Having some crazy insomnia this morning. Not only can I not fall back to sleep, but also my mind races with every though imaginable. I’m thinking about the day ahead, the bootcamp workout I’ve got this morning, cleaning house and grocery shopping with my roommate tonight. Then I started thinking about Saturday’s agenda.
I’ve come to the striking realization that I have trouble (a lot of trouble) staying present in the moment. And I’m not just referring to mornings when I can’t sleep. I’m constantly looking for distraction from living in the moment. I live for the next workout, the next meal, the next meeting, the next weekend, or just the next time I get to go to bed. Next, next, next…
And to pass time at work I check social media. I read things that are not work-related. I plan my workout. I find focusing on the here and now to be very difficult feat.
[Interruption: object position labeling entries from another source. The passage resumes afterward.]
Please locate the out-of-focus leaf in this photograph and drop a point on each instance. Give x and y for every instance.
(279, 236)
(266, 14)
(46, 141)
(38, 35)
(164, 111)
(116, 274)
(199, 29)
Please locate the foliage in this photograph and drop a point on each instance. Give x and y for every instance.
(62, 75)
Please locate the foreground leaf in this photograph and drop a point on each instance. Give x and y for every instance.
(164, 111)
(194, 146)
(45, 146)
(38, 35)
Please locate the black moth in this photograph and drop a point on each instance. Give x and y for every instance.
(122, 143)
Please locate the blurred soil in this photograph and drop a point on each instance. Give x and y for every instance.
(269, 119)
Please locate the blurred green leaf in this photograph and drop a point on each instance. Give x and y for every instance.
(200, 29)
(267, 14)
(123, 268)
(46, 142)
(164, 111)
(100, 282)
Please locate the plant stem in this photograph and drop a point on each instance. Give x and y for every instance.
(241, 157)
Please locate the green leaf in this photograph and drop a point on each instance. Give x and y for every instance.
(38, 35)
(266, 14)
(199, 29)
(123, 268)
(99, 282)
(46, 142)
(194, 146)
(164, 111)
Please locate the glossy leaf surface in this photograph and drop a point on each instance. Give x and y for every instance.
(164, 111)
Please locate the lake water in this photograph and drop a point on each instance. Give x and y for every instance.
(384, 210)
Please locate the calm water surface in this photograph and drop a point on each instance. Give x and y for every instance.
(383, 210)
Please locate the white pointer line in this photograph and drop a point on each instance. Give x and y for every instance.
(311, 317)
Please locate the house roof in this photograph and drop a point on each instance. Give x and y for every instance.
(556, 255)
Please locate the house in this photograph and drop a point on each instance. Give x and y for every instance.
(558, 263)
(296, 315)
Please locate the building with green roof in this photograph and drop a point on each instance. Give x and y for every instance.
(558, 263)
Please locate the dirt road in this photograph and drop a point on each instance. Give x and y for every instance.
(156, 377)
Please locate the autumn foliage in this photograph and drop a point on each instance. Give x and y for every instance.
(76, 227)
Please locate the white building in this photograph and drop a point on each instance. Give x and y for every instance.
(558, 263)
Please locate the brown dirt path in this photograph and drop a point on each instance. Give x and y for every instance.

Another thing is, I can’t even watch a television show without checking my phone and looking at facebook and twitter constantly. It’s like watching TV is not “stimulating” enough of a distraction for me.
I feel like what I need to address is why I am avoiding the present moment, and why it’s so hard for me to constantly need to know the future. As I type this I remember how my anxiety-type personalities needs some sort of structure and ability to predict. It calms me to know what’s going to happen next and when. But I think there’s a fine line where this seemingly healthy “structure” can go into overdrive and ruin what is supposed to be a happy, healthy life.
I really don’t want time to pass by me. I want to pay attention to each and every day. If the past 3 months have taught me anything, it’s that I need to appreciate every day, every person, and every experience that comes my way. Life is a wonderful thing. And the best part about it is that it is my choice on how I live it. Our lives are the one thing that truly no one can change for us. We get to decide how to live. We get the full experience of every day. So why not make the most of it?